Health in the community and planning for disasters

Health in the community and planning for disasters in Washington, Edmonds Paper details Introduction:

Here are some instructions on how to write the story about your field project. It should have the right citations and references in the text. You can add charts, tables, or other things as appendices (labeled with the source identified per APA format).

If you don’t count the reference page(s) and appendices, the document should be between 7 and 10 pages long. Use the headings in the task outline below as the headings for your paper.

Health in the community and planning for disasters Task:

A. Assessment

1. Tell us about the neighborhood where you did your fieldwork.
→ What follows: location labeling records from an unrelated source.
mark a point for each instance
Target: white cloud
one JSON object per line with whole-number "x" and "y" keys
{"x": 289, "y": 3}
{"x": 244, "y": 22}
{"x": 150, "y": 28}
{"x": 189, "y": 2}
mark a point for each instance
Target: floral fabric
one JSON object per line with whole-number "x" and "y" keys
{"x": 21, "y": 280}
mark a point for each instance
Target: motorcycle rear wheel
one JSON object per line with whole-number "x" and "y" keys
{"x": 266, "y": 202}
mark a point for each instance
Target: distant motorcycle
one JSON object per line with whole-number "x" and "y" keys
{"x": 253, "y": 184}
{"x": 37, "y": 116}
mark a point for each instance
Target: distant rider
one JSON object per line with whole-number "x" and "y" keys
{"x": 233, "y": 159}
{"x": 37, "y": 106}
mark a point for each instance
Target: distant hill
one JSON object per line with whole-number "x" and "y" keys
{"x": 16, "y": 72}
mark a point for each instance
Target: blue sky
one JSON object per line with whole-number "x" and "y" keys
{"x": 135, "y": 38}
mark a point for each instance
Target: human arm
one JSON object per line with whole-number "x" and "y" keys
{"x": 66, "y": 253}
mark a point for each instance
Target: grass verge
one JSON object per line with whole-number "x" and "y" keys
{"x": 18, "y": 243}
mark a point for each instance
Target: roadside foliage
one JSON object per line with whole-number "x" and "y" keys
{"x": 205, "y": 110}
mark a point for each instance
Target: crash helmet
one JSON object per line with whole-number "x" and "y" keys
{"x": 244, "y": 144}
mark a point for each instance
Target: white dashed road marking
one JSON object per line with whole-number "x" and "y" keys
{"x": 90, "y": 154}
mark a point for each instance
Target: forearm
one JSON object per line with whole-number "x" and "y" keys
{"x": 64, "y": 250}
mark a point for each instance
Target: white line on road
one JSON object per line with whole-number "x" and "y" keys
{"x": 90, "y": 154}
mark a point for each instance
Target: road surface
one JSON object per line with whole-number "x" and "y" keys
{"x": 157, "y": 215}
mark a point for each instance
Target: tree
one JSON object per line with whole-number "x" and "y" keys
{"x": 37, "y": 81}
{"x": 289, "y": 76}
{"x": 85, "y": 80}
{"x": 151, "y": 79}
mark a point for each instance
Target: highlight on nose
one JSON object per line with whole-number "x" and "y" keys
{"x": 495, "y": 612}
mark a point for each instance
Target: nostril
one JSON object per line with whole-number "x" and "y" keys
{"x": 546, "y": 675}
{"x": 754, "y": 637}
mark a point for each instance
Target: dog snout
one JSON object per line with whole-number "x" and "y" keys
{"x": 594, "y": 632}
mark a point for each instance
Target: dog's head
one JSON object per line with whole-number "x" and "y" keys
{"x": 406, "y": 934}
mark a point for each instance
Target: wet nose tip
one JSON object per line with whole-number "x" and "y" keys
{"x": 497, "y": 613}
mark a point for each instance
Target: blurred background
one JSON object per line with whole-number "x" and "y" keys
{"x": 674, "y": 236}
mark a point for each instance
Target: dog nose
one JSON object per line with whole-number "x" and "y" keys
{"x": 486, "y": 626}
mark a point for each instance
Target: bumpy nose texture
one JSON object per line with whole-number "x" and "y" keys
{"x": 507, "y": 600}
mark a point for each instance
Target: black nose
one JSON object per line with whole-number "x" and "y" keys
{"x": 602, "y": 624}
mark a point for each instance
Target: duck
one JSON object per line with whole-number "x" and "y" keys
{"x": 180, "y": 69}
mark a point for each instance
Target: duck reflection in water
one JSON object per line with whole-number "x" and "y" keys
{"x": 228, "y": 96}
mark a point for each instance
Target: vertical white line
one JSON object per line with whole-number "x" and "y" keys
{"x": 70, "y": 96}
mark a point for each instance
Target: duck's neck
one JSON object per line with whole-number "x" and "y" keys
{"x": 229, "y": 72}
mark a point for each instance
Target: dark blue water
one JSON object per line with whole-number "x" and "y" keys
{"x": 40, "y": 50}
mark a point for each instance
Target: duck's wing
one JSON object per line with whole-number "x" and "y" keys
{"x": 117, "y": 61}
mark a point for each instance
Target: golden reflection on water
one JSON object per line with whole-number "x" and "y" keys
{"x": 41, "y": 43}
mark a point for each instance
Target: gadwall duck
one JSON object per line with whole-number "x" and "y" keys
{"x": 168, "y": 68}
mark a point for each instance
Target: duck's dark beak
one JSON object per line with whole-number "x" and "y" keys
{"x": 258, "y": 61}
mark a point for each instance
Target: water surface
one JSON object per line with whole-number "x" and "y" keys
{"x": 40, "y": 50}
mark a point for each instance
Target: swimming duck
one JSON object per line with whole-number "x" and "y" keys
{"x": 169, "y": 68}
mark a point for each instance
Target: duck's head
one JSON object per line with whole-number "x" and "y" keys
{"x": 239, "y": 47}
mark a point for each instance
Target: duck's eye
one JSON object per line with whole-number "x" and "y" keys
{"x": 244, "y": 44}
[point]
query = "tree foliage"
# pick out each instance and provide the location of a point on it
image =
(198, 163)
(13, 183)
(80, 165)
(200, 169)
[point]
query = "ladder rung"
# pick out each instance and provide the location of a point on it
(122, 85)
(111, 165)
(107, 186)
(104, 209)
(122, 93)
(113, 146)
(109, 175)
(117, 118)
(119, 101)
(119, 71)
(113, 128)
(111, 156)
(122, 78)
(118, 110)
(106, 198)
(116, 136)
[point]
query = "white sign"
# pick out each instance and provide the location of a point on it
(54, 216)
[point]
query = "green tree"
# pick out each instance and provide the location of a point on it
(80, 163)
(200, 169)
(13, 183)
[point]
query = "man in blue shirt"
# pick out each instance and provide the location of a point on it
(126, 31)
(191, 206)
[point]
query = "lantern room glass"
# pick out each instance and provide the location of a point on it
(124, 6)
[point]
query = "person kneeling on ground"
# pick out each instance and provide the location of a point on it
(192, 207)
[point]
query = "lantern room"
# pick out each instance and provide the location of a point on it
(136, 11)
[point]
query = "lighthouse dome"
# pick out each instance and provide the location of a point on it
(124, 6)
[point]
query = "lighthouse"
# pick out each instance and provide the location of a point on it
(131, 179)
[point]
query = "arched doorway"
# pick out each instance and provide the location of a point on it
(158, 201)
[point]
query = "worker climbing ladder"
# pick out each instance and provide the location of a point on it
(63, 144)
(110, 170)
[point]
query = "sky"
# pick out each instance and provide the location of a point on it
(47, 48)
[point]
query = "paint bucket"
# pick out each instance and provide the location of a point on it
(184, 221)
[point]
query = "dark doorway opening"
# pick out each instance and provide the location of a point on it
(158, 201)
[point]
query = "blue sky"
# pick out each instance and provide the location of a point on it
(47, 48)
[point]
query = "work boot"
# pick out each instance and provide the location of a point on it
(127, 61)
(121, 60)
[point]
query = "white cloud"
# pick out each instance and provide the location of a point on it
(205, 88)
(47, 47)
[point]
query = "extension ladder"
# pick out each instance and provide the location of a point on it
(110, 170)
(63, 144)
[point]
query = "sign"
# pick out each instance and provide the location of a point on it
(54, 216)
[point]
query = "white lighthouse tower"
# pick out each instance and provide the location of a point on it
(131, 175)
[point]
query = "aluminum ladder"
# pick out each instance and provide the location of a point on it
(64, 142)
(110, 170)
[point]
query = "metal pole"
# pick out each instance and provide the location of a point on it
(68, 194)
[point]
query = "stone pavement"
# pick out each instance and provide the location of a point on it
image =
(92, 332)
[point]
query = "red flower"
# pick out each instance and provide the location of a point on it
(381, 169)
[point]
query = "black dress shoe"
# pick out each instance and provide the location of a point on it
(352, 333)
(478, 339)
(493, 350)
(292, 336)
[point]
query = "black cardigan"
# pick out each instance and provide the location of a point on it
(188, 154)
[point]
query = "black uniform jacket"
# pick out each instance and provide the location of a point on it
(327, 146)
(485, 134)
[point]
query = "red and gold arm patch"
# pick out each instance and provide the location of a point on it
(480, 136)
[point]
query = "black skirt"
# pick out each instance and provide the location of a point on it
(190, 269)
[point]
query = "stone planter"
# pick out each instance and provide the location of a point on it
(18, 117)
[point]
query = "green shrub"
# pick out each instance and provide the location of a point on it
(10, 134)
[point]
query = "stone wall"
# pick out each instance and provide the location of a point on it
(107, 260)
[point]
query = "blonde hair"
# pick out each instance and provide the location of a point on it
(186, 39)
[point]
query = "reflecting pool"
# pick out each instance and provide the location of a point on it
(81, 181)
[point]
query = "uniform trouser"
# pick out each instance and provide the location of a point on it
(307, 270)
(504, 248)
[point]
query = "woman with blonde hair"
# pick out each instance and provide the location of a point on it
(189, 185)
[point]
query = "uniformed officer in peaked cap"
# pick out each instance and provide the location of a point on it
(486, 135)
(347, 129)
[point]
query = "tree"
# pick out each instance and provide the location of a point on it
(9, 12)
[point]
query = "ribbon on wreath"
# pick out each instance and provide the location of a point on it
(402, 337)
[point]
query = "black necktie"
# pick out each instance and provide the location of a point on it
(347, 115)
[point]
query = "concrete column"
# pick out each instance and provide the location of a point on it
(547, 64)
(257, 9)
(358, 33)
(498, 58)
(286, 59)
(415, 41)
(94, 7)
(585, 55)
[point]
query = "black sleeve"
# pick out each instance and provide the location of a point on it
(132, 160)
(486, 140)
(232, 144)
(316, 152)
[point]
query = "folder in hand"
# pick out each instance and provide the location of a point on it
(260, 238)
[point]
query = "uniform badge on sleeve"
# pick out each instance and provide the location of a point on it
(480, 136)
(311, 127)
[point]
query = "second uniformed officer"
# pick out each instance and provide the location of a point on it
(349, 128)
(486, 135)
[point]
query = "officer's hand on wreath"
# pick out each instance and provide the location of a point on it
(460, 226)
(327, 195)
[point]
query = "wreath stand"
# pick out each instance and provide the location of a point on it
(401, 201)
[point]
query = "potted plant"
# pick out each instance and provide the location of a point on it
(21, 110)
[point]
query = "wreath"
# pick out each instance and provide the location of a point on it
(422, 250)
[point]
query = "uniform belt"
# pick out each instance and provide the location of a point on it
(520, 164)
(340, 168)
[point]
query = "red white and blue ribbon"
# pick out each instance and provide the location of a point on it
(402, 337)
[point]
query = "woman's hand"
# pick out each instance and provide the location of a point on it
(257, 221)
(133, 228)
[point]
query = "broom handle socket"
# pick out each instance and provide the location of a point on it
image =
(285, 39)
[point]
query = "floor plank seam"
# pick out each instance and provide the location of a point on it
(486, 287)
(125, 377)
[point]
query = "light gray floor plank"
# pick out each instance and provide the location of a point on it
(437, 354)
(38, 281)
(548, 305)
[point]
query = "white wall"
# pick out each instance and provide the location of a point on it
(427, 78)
Name each of the following things in your description:

• Location on the map (e.g., county, city, town) The city is Edmonds, in Snohomish County, Washington. • Area size

• Number of people

• The population

• Environment, both physical and social

Health in the community and planning for disasters
2. Make a community genogram or profile that shows how healthy the community is.

Note: This should be added as a separate document.

3. Talk about the health issue you looked into during your fieldwork. Include these things:

• History of Healthy People 2020 (2010) and local public health data that describe this health concern

• Information about the health concern from the national, state, or local level

4. Explain how the health concern you looked into during your fieldwork affects the people you care about. In your description, you should include all of the following:

• Gender

• Age

• Demographics, including income level and level of education

a. Explain how this health concern is related to a health inequity for the population of interest.

b. Use data to support your conclusion.

Health in the community and planning for disasters
5. Talk about the community resources and partners (such as their mission, activities, and websites) that are currently working on the health issue.

B. Diagnosis (The topic for the paper is disaster planning and disaster preparedness)

1. Talk about parts of the health problem that aren’t being fixed despite the partners’ best efforts.

C. Outcomes Identification

1. Describe the final result(s) or improvement goal(s) related to the health concern.

D. Planning

1. Suggest what the nurse should do to help the health concern.

Note: The Minnesota Intervention Wheel can help you choose the main areas where nurses should act.

2. Explain how you and other nurses could work with the community and the population of interest to improve the health concern.

Note: Only choose activities that help with primary and secondary prevention.

3. Talk about possible public-private partnerships that could be made to put your suggestions into action.

4. Talk about the overall goal(s) of doing these activities.

5. Make a schedule for the results you want.

E. Evaluation

1. Tell me how you would decide if the efforts to fix the health problem worked or not.

• Describe the tools you might use to do this kind of evaluation.

F. In the end

1. Think about how your fieldwork has changed your view of the health of the community and the national, state, and local efforts to make people healthier.

Health in the community and planning for disasters
G. Supplemental Materials

1. Add additional information to the end of your paper.

• Citation pages in APA style

• Include your genogram as needed in the appendices.

H. When you use sources, make sure to use APA format for all in-text citations and references.

Note: If the task prompt has bulleted points, the level of detail or support that is asked for in the rubric is based on those bulleted points.

Note: The Rubric Terms link in the Evaluation Procedures section can help you figure out what some of the terms in the rubric mean.

Note: If you use sources to back up ideas and parts of a paper or project, you MUST include APA-style in-text citations and a reference list for any direct quotes or paraphrases. There is no need to list the sources that were used if they were not quoted or paraphrased in the paper or project.

Note: No more than 30% of a submission can be directly quoted or closely paraphrased from other sources, even if they are properly cited. Please look at the APA Handout link in the APA Guidelines section for tips on how to use APA style.